11 Ocak 2015 Pazar

göğe bakma durağı


"Bir ellerin, bir ellerim yeter, belleyelim yetsin,
  Seni aldım bana ayırdım, durma kendini hatırlat,
  Durma kendini hatırlat,
  Durma göğe bakalım!"*   

   Sözün neresinden başlayacağını bile bilmediğin, neresinden tutarsan elinde kalacak, dağılıp un ufak olacak şeyler vardır hayatta. Kendine bile itiraf edemezsin. Suçlu da arayamazsın. Zira senindir pişmanlık. Kime çatacaksın, kime bağırıp çağırıp derdini dökeceksin, bilemezsin. 

   "Bu benim kararım, iyisiyle kötüsüyle sonuçlarına ben katlanacağım." direncini gösteremiyorum. Hani bir çoklarında, felaketin ilk anında çıldırma durumu olur ya; bende öyle olmuyor. Zamana yayılıyor. İnce ince zamanla kemiren, içten içe kof hale getiren, ince hastalık sahibi insanlar gibi rengini solduran, hafif ama daha tesirli bir yoğunluk gösteriyor. 

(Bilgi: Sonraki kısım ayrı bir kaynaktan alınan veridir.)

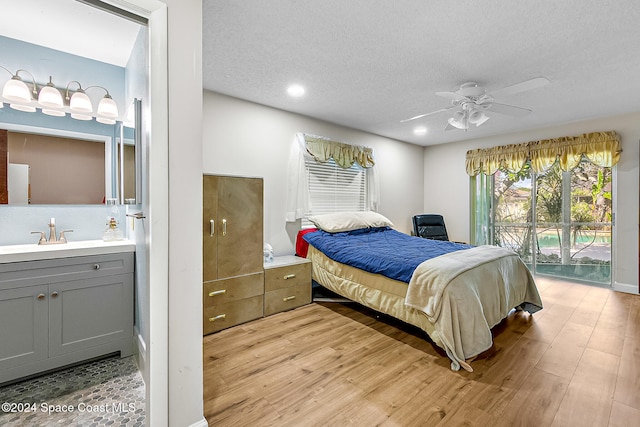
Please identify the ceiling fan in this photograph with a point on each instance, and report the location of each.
(473, 102)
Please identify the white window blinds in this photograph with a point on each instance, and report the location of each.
(335, 189)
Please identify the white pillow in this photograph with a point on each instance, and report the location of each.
(347, 221)
(374, 219)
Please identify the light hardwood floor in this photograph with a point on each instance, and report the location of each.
(575, 363)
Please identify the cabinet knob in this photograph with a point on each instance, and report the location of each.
(218, 317)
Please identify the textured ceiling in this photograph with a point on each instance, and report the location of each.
(368, 64)
(69, 26)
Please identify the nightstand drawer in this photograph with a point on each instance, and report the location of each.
(286, 298)
(287, 276)
(222, 316)
(224, 291)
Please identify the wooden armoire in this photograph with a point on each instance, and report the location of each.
(232, 246)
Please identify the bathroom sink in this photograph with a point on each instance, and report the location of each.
(33, 251)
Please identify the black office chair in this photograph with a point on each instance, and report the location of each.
(430, 226)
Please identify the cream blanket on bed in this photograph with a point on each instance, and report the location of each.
(466, 293)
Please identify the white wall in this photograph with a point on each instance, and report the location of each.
(445, 176)
(247, 139)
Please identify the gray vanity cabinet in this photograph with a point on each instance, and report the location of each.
(62, 311)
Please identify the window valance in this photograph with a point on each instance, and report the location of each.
(601, 148)
(344, 155)
(322, 149)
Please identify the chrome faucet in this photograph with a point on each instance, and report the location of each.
(52, 231)
(53, 238)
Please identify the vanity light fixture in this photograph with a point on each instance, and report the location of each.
(51, 101)
(79, 103)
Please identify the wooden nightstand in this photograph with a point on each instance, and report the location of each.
(287, 284)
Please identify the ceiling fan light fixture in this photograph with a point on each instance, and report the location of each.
(458, 123)
(477, 117)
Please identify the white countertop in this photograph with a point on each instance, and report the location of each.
(33, 251)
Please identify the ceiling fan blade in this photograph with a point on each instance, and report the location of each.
(450, 95)
(521, 87)
(427, 114)
(508, 110)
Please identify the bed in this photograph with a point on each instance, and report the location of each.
(454, 292)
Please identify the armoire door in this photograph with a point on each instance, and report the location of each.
(209, 238)
(240, 226)
(232, 226)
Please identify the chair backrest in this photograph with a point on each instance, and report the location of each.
(430, 226)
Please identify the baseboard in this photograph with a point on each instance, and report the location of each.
(626, 288)
(201, 423)
(141, 353)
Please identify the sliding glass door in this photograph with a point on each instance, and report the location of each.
(559, 222)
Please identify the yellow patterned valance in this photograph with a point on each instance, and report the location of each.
(344, 155)
(601, 148)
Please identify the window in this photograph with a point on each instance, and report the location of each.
(560, 223)
(335, 189)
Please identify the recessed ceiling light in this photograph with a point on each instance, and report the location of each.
(295, 90)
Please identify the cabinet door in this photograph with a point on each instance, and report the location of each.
(209, 228)
(240, 231)
(88, 313)
(23, 326)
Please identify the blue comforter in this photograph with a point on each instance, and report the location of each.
(380, 250)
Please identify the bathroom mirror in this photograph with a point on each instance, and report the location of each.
(84, 167)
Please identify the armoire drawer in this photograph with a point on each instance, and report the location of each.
(222, 316)
(224, 291)
(286, 298)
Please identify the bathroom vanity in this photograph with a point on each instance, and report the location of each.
(62, 304)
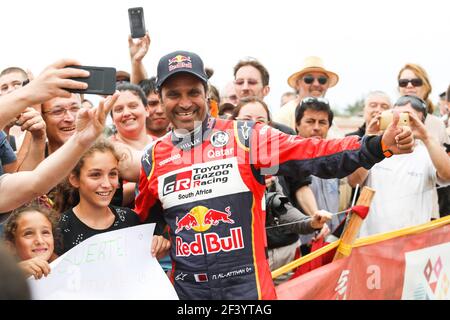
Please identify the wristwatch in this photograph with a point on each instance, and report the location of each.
(386, 152)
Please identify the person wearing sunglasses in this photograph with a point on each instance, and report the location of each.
(414, 80)
(313, 80)
(59, 115)
(404, 185)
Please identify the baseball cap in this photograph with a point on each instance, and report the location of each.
(180, 61)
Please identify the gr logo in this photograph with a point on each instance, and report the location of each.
(177, 182)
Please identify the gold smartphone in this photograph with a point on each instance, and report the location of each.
(387, 116)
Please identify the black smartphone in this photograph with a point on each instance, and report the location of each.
(101, 80)
(137, 22)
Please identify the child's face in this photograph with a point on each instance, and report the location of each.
(99, 179)
(34, 236)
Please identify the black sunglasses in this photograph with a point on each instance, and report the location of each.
(416, 102)
(416, 82)
(312, 100)
(310, 79)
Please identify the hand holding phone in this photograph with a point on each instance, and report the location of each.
(137, 22)
(387, 117)
(101, 80)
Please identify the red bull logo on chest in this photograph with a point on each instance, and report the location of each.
(201, 219)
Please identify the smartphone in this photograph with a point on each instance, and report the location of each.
(101, 80)
(137, 22)
(387, 117)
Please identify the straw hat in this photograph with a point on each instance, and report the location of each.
(313, 64)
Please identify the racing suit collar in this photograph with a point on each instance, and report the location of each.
(195, 137)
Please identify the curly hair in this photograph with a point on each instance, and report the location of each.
(66, 196)
(11, 224)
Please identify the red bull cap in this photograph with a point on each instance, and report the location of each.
(180, 61)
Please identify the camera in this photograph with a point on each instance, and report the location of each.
(387, 117)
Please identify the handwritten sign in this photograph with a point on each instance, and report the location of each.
(111, 265)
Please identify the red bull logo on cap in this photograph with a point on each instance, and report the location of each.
(201, 219)
(180, 61)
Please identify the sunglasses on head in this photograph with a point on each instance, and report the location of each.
(310, 79)
(416, 102)
(416, 82)
(312, 100)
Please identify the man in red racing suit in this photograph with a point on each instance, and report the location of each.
(210, 186)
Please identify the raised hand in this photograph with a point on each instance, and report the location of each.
(398, 139)
(53, 82)
(32, 121)
(36, 267)
(138, 49)
(160, 246)
(319, 218)
(91, 122)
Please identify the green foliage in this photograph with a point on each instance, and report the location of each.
(355, 108)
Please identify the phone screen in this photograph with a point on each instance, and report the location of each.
(137, 21)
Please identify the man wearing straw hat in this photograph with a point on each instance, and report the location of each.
(313, 80)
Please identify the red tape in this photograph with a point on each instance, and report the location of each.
(361, 211)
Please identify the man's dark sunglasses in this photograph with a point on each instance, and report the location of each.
(310, 79)
(416, 82)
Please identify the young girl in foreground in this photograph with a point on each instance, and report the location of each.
(30, 232)
(94, 181)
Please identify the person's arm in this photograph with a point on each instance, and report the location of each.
(305, 197)
(160, 247)
(31, 120)
(138, 50)
(360, 175)
(130, 161)
(8, 159)
(334, 158)
(89, 125)
(52, 82)
(36, 267)
(439, 157)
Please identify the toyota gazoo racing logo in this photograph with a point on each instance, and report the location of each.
(196, 177)
(201, 219)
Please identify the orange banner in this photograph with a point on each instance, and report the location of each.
(413, 266)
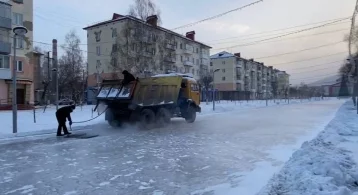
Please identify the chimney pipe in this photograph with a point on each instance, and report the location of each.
(152, 20)
(191, 35)
(116, 16)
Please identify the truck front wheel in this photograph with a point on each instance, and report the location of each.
(147, 119)
(114, 123)
(163, 117)
(190, 115)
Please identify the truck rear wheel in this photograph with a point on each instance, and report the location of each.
(114, 123)
(147, 119)
(190, 115)
(163, 117)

   Keşke demek istemiyorum. Ama bazı şeyler keşke böyle olmasaydı. Keşke farklı davransaydım. Keşke kırmasaydım, kıymetini bilseydim. Yanlış zamanda doğru hareketi yapsaydım... İçimi boşaltan bu düşünceleri bir bir gönlümle barıştırabilseydim... Keşke göğe bakacak yüzüm olsaydı.